ECLI:NL:OGEAA:2016:693

Gerecht in Eerste Aanleg van Aruba

Datum uitspraak
11 oktober 2016
Publicatiedatum
19 oktober 2016
Zaaknummer
EJ nr. 722 van 2016
Instantie
Gerecht in Eerste Aanleg van Aruba
Type
Uitspraak
Rechtsgebied
Civiel recht
Procedures
  • Eerste aanleg - enkelvoudig
Vindplaatsen
  • Rechtspraak.nl
AI samenvatting door LexboostAutomatisch gegenereerd

Alimentatiezaak tussen de Voogdijraad en de vader betreffende de kosten van verzorging en opvoeding van de minderjarige

In deze alimentatiezaak, behandeld door het Gerecht in Eerste Aanleg van Aruba, heeft de Voogdijraad, vertegenwoordigd door mr. M. Ras-Pieternella en A. Flanders, op 18 mei 2016 een verzoekschrift ingediend. De zaak betreft de vader, die in persoon procedeert, en de moeder van de minderjarige. De mondelinge behandeling vond plaats op 30 augustus 2016, waar beide ouders aanwezig waren. De minderjarige is geboren in 1999 en door de vader erkend in 2015.
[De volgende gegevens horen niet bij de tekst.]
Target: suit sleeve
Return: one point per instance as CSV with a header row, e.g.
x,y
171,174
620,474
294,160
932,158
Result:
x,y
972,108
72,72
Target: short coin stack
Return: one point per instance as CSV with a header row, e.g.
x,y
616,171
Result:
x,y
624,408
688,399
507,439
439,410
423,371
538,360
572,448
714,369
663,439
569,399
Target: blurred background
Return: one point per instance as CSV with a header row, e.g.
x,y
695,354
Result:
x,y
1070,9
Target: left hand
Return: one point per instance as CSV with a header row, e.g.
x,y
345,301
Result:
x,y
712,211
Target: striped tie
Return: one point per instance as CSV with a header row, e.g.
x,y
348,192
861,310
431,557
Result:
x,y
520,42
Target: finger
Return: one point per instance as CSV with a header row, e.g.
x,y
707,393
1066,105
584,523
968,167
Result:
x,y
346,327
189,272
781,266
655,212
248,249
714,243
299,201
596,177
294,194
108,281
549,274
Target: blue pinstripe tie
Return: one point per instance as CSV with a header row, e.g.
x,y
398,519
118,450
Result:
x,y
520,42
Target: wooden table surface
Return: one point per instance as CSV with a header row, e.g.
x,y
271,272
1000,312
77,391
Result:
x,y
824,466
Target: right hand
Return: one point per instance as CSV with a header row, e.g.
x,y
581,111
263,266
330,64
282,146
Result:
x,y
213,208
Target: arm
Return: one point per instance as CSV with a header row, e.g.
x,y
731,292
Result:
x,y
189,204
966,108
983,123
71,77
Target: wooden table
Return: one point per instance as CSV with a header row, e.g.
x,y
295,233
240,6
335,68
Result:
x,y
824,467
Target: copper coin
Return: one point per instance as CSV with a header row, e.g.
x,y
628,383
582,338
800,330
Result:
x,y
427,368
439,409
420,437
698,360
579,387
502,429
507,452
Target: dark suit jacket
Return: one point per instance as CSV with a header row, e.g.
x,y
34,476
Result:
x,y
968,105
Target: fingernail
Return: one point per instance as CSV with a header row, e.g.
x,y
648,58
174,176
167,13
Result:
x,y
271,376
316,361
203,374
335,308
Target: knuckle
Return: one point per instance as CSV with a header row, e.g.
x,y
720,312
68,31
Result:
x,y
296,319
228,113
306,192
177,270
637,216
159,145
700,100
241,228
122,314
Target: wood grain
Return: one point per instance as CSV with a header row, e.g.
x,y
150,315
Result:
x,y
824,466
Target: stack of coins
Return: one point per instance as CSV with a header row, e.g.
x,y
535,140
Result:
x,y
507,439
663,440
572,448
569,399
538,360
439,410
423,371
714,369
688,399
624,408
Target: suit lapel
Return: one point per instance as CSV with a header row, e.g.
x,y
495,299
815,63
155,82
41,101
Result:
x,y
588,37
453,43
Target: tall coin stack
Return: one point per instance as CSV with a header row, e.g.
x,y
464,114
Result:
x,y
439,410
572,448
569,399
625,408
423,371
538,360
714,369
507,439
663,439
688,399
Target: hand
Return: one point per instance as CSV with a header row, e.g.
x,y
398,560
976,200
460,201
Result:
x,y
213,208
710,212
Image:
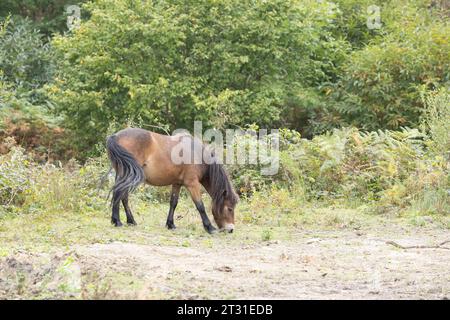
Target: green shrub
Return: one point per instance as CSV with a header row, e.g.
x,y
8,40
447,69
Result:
x,y
224,62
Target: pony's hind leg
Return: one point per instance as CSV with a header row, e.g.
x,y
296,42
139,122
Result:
x,y
130,218
115,217
173,204
194,189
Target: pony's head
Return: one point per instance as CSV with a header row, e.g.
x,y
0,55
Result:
x,y
224,198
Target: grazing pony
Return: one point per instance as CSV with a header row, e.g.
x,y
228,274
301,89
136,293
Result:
x,y
138,156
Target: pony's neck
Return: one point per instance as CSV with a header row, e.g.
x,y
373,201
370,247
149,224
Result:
x,y
207,185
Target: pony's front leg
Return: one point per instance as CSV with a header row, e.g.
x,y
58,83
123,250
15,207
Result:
x,y
115,218
130,218
194,189
173,204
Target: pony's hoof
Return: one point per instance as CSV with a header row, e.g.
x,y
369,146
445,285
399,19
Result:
x,y
170,226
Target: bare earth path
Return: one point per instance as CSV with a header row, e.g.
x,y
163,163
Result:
x,y
313,265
De moeder verzoekt het gerecht om de vader te veroordelen tot betaling van Afl. 400,- per maand, ingaande 1 juni 2016, voor de kosten van verzorging en opvoeding van de minderjarige. Het gerecht overweegt dat ouders verplicht zijn bij te dragen aan de kosten van hun kinderen naar draagkracht, zoals vastgelegd in artikel 1:406 lid 1 van het Burgerlijk Wetboek van Aruba. De vader betwist de behoefte van de minderjarige en de draagkracht van de moeder niet, maar stelt zelf onvoldoende draagkracht te hebben.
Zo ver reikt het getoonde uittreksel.